Florida State burned the ships knowing it didn't have back channel negotiations with the Big Ten, or any semblance of a landing place if it were successful in its lawsuit against the ACC.
The Seminoles did it all knowing it signed the ironclad Grant of Rights agreement with the ACC not once (in 2013), but twice (again in 2016). Did it knowing ESPN would never, ever walk away from, or alter, a favorable media rights deal with the ACC through 2036.
Florida State did it knowing the ACC knew it held all the cards – and by all the cards, I mean all the cards – and wasn't negotiating with a rogue member.
Only after it was clear last summer that FSU had no landing spot if it left the ACC, and that capital investment wasn't the answer, did the school arrive at the negotiating table with the ACC — burned ships smoldering in the background.
FSU and Clemson have legit arguments in this fight. Without them, there is no ACC football. Who in their right mind wants to watch Wake Forest and Syracuse go it for four quarters on a perfectly good Saturday afternoon?
Especially when Tennessee vs. Florida is on another network. Or Michigan vs. Penn State, or Georgia vs. LSU or Ohio State vs. Southern California or any other combination of SEC and Big Ten games you can imagine.

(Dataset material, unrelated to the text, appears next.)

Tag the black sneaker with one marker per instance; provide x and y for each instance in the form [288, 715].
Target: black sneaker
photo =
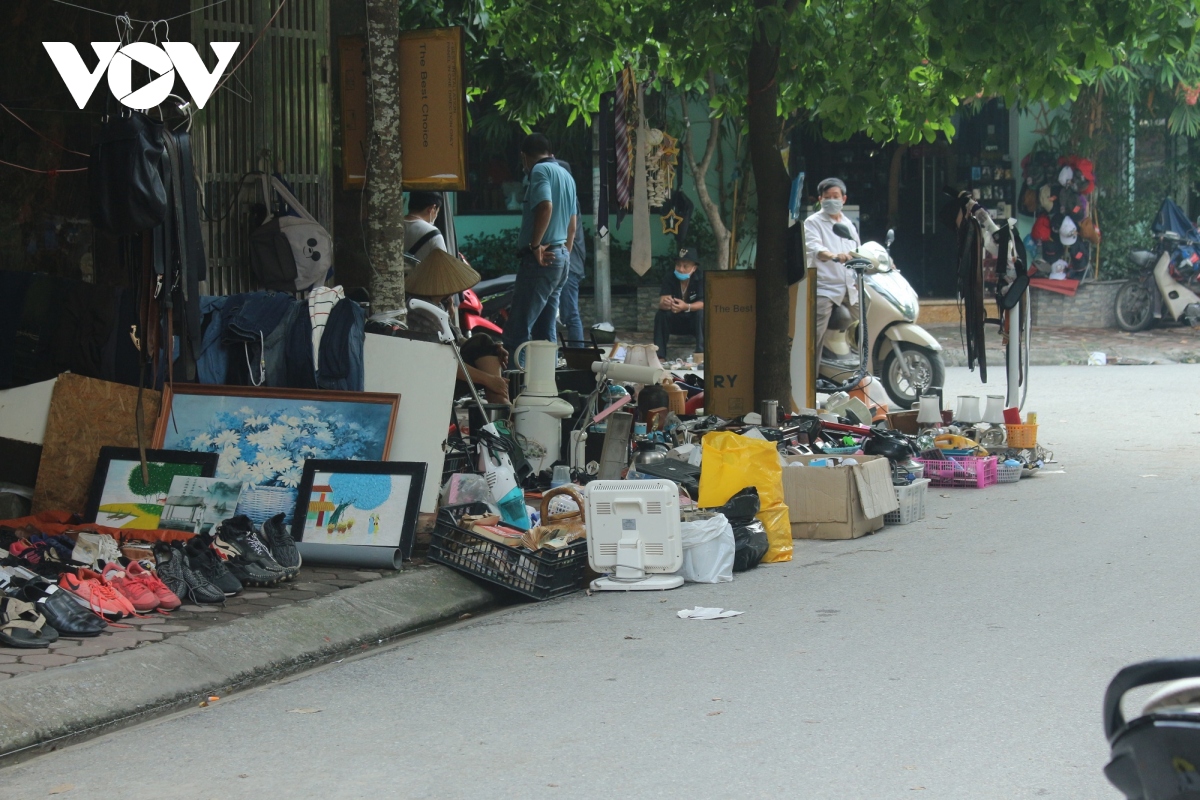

ESPN is paying for Florida State and Clemson football in the ACC media rights deal, and to a lesser extent, Miami and as many Notre Dame games as it can get. FSU and Clemson feel as though the rest of the ACC earns off their brands, and that's a legitimate argument.
But Vanderbilt and the Mississippi schools (among others) earn off SEC blue bloods, and Purdue, Indiana and Rutgers (among others) earn off Big Ten blue bloods.
That's a partnership.
While football is the fuel, there are other benefits of conference partnership (at the top of the list, scheduling for every other sport) that hold critical value to an efficient engine.
If and until college football decides to break away from the rest of college sports and become a quasi-professional league of 50-60 teams that can afford it, this is the conference affiliation setup moving forward.
That the ACC has agreed on a revenue distribution model based on television viewership – a big get for Florida State, Clemson, Miami and North Carolina – is remarkable in its generosity.
The ACC didn't have to do anything. They have the contract on their side, a contract Florida State twice signed and learned after months and millions in legal wrangling, couldn't be broken.
The only incentive the ACC had to get a deal done with its wayward schools was protecting its brand. Meanwhile, Florida State and Clemson didn't have a landing spot even if each paid an estimated half a billion dollars in financial obligations to leave the ACC.
All three were damaging their brands with each argument in court, and only one had leverage.
This is what happens when you bring fantasy to a gun fight.